The Snowman Experience (Hyde Park Winter Wonderland)

In honour of the 40th anniversary of the publication of the Raymond Briggs book of The Snowman, this new “experience” has been created by Backyard Cinema.  It claims to be a fully immersive experience in which fans of both book and the 1982 television film can enjoy the story in a “3-D” setting, as “if you are flying with the Snowman”.  In short, it claims something special: but is it?

The attraction begins with the now obligatory photographs which you can buy later in the gift shop.  Then to a waiting area where a trailer promises great things ahead, before you are ushered into a screening room to watch the first part of the film.

This area is dressed with sets of both the living room and the kitchen, plus windows leading to the outside.  A snowball hits the kitchen window in virtual form when the little boy throws it. The Christmas tree lights and the TV come on and off in synch with what we see on the screen.  When the Snowman turns on the hot tap, steam comes out of the one on the set.

But sadly no magic feeling when the Snowman comes to life at midnight, other than the spotlighting of a grandfather clock.

snowman 3

Then to room two, which you reach through a forest of branches and crunchy ground, to stand and watch the bike ride and the  Walking in the Air flying sequence.  At the point the Snowman and the boy take off, the 4:3 ratio film is zoomed in and stretched to widescreen, and I’m sorry to say the quality suffered, spoiling many of the sequences such as the man with the bottle, and the appearance of the whale.

Finally, the North Pole party is viewed (back to original ratio, happily) in a set dressed with a party table, lights, and a brief appearance of the Snowman himself.

snowman 2

This experience is an interesting idea, but to me it was a three-star experience showcasing a five-star film.  The power is in Briggs’s story and how it was adapted for the small screen.  That does come across – just – but the extras just aren’t magical or special enough for me, and I left a little disappointed.  Immersive experiences are thriving in the theatre and this needs to up its game to compete with them.

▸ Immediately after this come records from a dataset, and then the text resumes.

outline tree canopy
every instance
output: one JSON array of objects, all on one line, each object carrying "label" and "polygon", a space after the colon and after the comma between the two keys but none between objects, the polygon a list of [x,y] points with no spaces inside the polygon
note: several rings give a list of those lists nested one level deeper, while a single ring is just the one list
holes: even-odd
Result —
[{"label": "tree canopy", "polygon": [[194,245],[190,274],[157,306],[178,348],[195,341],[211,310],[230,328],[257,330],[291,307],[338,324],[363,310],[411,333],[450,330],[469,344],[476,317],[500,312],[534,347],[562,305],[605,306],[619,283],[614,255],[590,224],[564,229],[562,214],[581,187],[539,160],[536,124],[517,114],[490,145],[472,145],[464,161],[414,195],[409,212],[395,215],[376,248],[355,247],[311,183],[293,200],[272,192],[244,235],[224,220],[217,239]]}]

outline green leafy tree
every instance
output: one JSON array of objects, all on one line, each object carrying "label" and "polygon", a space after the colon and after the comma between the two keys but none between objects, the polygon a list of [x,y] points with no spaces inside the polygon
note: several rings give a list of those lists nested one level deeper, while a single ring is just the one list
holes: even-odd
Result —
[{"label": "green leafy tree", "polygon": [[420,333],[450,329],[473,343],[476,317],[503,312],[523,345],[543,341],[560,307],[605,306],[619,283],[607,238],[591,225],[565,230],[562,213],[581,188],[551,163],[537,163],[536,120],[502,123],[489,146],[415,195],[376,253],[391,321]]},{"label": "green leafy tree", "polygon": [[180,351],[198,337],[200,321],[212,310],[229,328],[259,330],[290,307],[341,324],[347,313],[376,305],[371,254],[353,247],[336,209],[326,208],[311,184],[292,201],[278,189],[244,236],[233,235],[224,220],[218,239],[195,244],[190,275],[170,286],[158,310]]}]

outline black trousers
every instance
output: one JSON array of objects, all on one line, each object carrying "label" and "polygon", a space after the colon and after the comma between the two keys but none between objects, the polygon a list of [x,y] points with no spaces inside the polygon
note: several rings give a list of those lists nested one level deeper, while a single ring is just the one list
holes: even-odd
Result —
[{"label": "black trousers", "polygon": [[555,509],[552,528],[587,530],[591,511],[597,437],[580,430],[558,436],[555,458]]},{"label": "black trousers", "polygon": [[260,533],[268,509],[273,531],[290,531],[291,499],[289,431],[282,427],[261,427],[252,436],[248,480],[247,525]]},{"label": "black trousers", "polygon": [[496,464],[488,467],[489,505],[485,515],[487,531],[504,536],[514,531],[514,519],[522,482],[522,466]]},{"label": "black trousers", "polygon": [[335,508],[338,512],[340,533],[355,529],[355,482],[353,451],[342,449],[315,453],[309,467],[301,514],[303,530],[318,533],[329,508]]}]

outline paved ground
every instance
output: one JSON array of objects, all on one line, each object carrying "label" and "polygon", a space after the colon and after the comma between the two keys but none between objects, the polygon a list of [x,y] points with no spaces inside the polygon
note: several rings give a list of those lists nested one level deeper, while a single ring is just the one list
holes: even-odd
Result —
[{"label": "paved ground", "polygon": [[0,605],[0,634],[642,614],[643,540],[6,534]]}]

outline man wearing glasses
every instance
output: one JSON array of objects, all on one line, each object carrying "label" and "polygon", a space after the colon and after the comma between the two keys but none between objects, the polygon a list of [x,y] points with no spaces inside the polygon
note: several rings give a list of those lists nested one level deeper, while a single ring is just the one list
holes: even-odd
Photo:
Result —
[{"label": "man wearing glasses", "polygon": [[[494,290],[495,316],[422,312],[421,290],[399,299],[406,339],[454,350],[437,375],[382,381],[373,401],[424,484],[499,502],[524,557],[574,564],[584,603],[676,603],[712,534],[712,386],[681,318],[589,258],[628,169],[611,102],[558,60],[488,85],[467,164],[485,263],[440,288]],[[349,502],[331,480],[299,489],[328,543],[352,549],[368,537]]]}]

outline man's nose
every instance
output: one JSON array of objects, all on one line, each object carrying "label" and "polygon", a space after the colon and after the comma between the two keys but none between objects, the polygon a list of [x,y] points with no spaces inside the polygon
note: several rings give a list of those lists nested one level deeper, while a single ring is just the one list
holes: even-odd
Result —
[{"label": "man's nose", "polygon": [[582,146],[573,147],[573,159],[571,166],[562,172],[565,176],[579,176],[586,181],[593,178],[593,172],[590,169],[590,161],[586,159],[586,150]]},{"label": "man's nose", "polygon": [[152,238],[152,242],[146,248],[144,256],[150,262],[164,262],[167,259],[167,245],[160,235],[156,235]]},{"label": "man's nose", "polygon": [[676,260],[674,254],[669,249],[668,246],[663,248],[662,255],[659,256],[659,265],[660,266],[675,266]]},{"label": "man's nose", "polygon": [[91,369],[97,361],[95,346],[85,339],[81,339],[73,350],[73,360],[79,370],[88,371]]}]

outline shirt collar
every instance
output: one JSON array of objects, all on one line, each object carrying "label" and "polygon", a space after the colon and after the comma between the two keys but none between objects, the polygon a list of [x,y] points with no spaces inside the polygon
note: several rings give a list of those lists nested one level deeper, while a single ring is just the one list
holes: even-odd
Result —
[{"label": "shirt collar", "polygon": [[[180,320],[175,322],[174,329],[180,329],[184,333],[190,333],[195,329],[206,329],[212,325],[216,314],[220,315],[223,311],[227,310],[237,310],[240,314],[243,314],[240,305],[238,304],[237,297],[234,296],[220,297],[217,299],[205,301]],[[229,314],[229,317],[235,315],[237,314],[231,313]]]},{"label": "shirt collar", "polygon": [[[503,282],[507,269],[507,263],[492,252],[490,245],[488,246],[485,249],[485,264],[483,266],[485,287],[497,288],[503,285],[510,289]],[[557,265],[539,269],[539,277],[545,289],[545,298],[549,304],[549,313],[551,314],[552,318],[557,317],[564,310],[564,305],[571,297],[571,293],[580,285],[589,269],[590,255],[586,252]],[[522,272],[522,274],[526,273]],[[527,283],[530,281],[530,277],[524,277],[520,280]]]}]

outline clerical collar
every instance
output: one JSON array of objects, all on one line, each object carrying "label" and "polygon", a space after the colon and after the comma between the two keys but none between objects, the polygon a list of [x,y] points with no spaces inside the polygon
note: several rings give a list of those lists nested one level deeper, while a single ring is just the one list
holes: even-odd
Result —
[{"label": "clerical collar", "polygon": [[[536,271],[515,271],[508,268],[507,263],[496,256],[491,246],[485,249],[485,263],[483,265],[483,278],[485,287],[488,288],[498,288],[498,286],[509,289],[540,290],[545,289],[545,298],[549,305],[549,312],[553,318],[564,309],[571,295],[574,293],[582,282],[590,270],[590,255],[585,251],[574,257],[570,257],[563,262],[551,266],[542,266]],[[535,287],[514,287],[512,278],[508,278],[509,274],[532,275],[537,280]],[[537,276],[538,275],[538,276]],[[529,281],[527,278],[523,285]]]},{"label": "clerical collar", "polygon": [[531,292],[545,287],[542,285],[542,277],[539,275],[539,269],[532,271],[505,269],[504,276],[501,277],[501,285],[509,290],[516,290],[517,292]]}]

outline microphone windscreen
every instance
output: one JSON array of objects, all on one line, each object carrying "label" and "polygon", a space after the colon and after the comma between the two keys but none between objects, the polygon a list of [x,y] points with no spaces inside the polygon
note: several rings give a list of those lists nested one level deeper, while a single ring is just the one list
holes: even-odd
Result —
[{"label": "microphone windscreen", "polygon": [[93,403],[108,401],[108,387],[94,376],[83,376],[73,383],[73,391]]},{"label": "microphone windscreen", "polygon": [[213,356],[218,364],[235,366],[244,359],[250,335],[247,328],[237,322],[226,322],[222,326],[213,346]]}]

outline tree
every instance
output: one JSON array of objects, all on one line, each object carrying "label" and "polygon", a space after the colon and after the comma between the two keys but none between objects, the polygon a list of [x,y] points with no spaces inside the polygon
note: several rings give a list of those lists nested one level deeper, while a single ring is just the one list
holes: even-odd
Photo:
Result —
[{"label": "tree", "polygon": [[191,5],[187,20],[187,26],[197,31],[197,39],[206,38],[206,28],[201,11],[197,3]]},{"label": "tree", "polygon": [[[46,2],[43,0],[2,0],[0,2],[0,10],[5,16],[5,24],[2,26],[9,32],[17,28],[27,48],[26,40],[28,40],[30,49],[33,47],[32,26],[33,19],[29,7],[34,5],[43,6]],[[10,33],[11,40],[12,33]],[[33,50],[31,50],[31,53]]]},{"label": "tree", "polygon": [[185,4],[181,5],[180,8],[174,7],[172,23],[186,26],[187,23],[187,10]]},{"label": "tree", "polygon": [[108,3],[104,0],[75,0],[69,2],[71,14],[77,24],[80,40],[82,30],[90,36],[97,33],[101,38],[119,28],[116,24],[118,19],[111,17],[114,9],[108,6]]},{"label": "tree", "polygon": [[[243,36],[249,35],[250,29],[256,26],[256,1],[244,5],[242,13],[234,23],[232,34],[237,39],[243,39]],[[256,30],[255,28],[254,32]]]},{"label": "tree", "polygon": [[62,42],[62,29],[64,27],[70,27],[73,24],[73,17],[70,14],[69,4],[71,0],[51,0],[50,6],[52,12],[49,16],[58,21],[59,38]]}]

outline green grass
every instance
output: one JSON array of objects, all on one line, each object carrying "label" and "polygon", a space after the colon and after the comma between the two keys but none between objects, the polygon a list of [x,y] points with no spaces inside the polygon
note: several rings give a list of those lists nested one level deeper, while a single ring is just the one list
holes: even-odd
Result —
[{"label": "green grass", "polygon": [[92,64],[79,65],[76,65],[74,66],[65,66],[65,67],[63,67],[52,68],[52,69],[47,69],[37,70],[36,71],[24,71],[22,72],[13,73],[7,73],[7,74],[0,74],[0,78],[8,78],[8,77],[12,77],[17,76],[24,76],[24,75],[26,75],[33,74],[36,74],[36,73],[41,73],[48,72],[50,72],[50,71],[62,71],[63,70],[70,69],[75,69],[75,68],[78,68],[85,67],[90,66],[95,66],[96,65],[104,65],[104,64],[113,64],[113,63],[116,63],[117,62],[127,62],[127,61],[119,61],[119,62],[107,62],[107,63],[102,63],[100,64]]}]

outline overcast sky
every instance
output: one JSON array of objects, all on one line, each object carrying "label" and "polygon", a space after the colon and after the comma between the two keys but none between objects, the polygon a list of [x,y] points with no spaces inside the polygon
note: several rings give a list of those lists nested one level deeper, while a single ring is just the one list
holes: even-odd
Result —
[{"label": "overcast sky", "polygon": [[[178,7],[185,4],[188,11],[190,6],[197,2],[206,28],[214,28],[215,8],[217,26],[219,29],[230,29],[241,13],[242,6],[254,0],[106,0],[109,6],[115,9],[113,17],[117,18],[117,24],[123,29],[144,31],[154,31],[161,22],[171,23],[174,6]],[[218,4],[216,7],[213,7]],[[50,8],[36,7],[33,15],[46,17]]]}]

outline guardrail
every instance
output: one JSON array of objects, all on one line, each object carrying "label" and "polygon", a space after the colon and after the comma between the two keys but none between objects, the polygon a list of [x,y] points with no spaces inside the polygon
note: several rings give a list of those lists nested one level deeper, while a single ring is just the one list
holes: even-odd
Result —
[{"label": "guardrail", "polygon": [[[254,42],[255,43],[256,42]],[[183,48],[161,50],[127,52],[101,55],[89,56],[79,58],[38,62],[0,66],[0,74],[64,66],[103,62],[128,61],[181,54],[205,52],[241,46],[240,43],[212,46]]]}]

In the gift shop the best value items are a small Snowman for £9, one of the photos from the start for £10 (or four for £25), and small badge pins.  You can splash out on a beautiful Stieff Snowman for £69, or a large cuddly version for £26.  Or if you would like the anniversary editions of the book or film, these are here too.

Tickets for The Snowman Experience are £13, and the experience takes 45 minutes to complete, with shows starting every 20 minutes.  Entry to Winter Wonderland itself is free.